Later zijn vader, die bij Donker werkte, moeder en ik verhuisd naar meer vooraan op het Hazepad, op nummer 19. Op de plek waar zich thans een schildersbedrijf bevindt, hoek Nieuwe Vaartkade, woonde de familie Bruin. De heer des huizes was nogal gelovig. Als de sloot vol kroos zat (wat je nou bijna niet meer ziet) dacht buurman dat je met hulp van hierboven erop kon lopen. Het onvermijdelijk gevolg was dat we een hele poos bezig waren om het kroos, dat groene spul uit z’n haar te plukken.
Van een douchecel hadden we in die kleine houten huizen nooit gehoord. Als ik na een week buiten spelen weer schoon moest worden, stond ik zaterdagsavonds in mijn blootje in een teil met warm water voor de kachel. Met hetzelfde smoezelig geworden water werden de zeepresten weggewist – en was ik voor een week weer knappies. Later werd voor een bad gebruik gemaakt van het binnenbad naast de kerk. Nag effies de kachel. Als de R uit de maand was, werd-ie door mijn moeder gepotlood en daarna met de daarbij behorende pijpen naar de zolder gesjord. Kwam de R weer in de maand, dan werd-ie door mijn vader naar beneden gehaald en gereedgemaakt om de komende winterse kou ietwat te verdrijven. Van een het hele huis verwarmende cv hadden we geen weet.
Water speelde nog een belangrijke rol in mijn leven. In de zomer (gut, wat waren in die dagen de zomers lang en warm en de winters eveneens lang maar koud) renden we met z’n allen na schooltijd naar het zwembad ‘op ’t daikie’, alwaar de badmeesters Spreeuw en Pet in de weer waren om kinderen zo vlug en zo degelijk mogelijk de zwemkunst deelachtig te doen worden, een kunst die in het waterrijke Zaantje van levensbelang was.
Met ons ‘badrolletje’ in de hand snelden we naar het gemaal Het Leven in de soms ijdele hoop een ‘hokkie’ te bemachtigen. Want anders moest je samen met anderen achter ‘het gordijn’ je uit- en aankleden, een situatie waar wij als preutse Zaandijkse meisjes van rilden. Zaandijkers begrijpen me wel! Als we na het zwemmen en weer thuis waren, gingen we gezamenlijk gezellig zitten op de ‘balk’. Dat was een opstaande houten rand, die langs onze sloot liep van de sluis tot de meergenoemde kippebrug. Op die balk heel knusjes gezeten, pelden we in onze schoot welgeteld vijftien boekenootjes, pinda’s dus. Meer dan vijftien kreeg je niet. Immers, meer kon niet lijden.

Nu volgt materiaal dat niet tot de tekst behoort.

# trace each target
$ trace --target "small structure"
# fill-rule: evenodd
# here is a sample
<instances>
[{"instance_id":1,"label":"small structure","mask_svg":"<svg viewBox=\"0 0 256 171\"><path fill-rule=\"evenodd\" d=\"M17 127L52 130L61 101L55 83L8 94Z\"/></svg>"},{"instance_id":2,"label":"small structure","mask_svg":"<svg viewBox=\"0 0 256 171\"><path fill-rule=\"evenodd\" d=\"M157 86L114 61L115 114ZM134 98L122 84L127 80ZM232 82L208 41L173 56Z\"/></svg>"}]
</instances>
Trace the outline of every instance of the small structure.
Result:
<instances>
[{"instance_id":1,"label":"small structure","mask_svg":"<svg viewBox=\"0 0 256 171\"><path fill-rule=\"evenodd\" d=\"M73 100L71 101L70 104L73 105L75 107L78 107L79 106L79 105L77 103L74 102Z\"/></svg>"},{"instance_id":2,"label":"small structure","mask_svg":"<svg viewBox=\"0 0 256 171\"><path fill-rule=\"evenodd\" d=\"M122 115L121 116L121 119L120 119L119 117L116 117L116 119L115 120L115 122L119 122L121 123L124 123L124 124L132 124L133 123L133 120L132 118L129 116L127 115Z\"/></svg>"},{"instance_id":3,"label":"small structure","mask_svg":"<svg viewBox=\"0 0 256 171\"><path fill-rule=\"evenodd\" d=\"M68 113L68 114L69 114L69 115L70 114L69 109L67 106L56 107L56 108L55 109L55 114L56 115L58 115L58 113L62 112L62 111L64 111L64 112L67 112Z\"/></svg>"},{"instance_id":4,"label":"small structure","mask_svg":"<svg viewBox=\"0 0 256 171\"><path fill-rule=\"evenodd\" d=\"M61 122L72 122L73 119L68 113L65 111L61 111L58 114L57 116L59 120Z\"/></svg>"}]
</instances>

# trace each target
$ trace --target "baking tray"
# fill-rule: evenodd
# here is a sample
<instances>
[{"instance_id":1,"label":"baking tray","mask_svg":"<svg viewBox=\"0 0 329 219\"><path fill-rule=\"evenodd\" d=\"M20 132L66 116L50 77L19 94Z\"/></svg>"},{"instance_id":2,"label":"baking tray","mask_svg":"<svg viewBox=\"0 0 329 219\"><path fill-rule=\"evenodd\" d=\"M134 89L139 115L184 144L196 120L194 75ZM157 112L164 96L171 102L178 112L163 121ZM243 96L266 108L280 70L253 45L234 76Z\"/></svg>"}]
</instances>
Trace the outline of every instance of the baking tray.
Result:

Veel zou ik kunnen vertellen over de echte Domineestuin, die vroeger gewoon ‘achter de kerk’ werd genoemd. Je kon vanaf de Lagedijk, de ouwe weg en achter de kerk om zo op het Langepad komen. Maar dat is allemaal voltooid verleden tijd. Als ik nu door de Kerkstraat en om de kerk loop, bots ik al gauw tegen smakeloze bedrijfsgebouwen. Zelfs die Kerkstraat is onherkenbaar veranderd: verdwenen zijn de winkels en de oude huizen. Het is haast niet voor te stellen hoe in het jaar 1795 in deze straat de Zaandijkse burgers en burgeressen vol verwachting dansten rond de Franse Vrijheidsboom. Als ik nu nog wel eens achter de kerk omloop en het Langepad niet meer vind, mis ik heel erg die sfeer uit mijn kinder- en jeugdjaren. Al die bruggetjes en hofjes, er is waarachtig niets maar dan ook niets meer van over.
In die dagen ging je aan het eind van het Langepad bij ‘buus Janneman’ via een brug over de Nieuwe Vaart naar een boerderij met land en direct over die brug rechtsaflangs die vaart naar het Hazepad. Een schilderachtig, intiem hoekje! Over sfeer gesproken, laat ik ook niet vergeten de ijsbaan ‘Willem Barentsz’ te noemen, vlak in de buurt. Die ijsbaan was zonder Zaandijks chauvinisme de grootste van de Zaanstreek, eerlijk waar! Die baan met al de kraampjes langs de kant, met gezellige muziek en ’s avonds met goede verlichting. Men kon er hard rijden en schoonrijden, zwieren alleen of met een ijspartner. Zondags was er een competitie ijshockey met echte Canadezen en – tijdens de pauze een kunstrijdster. Het lijkt wel of het vroeger veel meer en veel langer vroor, want we schaatsten weken achtereen!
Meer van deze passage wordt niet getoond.